Washington Brushing aside the president’s suggestions, congressional Democrats pushed ahead firmly on Wednesday toward investigations into the Bush administration’s harsh interrogation of terror suspects including hundreds of instances of waterboarding and other abusive practices.
President Barack Obama said a day earlier that if there was to be an investigation, the independent commission that looked into the Sept. 11 attacks would be a better model than a congressional probe that might break down along party lines. But Democrats were moving in their own directions, and Republicans were united in their opposition to a commission that they see as an effort to vilify George W. Bush now that he is out of office.

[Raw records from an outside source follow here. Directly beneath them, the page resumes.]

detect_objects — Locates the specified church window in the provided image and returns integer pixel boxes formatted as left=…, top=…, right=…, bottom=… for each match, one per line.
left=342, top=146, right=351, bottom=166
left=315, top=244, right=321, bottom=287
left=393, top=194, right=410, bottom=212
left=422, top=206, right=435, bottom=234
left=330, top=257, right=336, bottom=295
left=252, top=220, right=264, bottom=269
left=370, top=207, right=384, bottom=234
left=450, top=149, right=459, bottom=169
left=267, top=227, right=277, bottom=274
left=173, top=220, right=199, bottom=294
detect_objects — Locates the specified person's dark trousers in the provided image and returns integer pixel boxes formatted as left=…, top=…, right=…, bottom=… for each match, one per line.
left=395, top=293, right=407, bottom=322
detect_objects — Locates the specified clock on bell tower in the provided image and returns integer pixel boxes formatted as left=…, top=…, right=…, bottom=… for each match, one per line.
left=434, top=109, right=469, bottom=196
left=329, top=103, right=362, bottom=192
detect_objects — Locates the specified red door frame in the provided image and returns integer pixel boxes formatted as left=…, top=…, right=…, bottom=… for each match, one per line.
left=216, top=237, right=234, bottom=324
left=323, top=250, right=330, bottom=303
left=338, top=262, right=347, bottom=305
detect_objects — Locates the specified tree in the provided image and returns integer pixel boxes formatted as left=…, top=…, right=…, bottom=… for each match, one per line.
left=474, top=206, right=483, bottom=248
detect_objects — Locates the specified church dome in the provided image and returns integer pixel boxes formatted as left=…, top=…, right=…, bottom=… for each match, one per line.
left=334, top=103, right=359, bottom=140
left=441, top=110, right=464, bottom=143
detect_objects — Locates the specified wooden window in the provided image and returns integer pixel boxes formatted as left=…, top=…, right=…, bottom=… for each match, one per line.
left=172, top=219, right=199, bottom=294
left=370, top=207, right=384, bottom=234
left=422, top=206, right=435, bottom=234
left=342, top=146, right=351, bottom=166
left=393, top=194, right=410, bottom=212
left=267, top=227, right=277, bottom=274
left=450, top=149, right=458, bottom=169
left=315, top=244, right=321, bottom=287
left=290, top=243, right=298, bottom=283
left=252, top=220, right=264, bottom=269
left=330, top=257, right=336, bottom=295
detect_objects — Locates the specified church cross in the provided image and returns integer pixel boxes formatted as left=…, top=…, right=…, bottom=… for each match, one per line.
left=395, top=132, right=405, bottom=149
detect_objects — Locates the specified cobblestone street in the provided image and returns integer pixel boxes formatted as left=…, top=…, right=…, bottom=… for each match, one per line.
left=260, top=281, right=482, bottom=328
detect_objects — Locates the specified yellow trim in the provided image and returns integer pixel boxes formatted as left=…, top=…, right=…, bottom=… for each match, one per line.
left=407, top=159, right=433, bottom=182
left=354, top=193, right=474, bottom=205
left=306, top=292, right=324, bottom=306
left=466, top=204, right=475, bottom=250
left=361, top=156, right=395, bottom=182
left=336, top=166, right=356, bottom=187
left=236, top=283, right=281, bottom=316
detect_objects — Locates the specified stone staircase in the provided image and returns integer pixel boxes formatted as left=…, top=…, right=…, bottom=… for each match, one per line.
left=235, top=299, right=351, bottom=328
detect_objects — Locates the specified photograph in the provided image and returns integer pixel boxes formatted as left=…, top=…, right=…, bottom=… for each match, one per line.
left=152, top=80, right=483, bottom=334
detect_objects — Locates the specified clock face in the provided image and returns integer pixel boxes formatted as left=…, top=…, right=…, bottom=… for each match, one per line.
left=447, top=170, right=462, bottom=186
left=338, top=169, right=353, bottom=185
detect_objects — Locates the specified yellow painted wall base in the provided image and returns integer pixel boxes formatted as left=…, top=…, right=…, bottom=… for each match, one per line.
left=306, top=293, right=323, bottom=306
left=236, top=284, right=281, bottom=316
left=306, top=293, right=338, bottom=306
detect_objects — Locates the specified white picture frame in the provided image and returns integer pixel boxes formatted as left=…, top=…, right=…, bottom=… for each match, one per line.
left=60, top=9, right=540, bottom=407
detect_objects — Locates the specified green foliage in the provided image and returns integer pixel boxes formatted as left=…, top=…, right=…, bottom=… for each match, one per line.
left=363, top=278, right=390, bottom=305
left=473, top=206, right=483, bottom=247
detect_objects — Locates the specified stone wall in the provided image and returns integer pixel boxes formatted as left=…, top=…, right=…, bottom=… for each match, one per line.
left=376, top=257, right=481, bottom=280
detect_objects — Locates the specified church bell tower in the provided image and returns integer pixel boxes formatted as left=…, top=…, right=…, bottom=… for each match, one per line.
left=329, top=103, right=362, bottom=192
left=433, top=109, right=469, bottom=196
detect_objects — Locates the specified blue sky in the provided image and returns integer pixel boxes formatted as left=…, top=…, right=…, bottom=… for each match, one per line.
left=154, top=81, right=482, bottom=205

Democrats moved toward separate hearings in the House and Senate and seemed to be jostling each other for leadership roles on the issue, all but ignoring Obama’s effort to head off an uncontrolled, partisan sprint toward a rash of probes that could impair the foreign policy he now steers.
Sen. Dianne Feinstein of California pointedly noted that her Intelligence Committee already is investigating the Bush administration’s legal underpinnings for the interrogation program and the value of information gained from it. And several Democratic leaders appeared to favor using that panel for any hearings.
Senate Majority Leader Harry Reid of Nevada said the Intelligence Committee inquiry “will answer a lot of the questions the American people have. ... One way or another there needs to be a public accounting of these troublesome policies.”
There was no shortage of other ideas for how that might be achieved.
The chairmen of both the Senate and House Judiciary committees, Sen. Patrick Leahy of Vermont and Rep. John Conyers of Michigan, are proposing an independent “Truth Commission,” and Conyers also is planning committee hearings of his own. His panel is populated with liberal Democrats and conservative Republicans, a prescription for a bitter fight.
House Speaker Nancy Pelosi said she supports a Truth Commission. Her spokesman, Brendan Daly, said she also supports Conyers’ plan to hold separate hearings.
Republicans were decidedly unenthusiastic.
Arlen Specter of Pennsylvania, senior Republican on the Senate Judiciary Committee, also dismissed the idea of a separate commission probe, saying, “All of the facts are readily available to the Department of Justice.”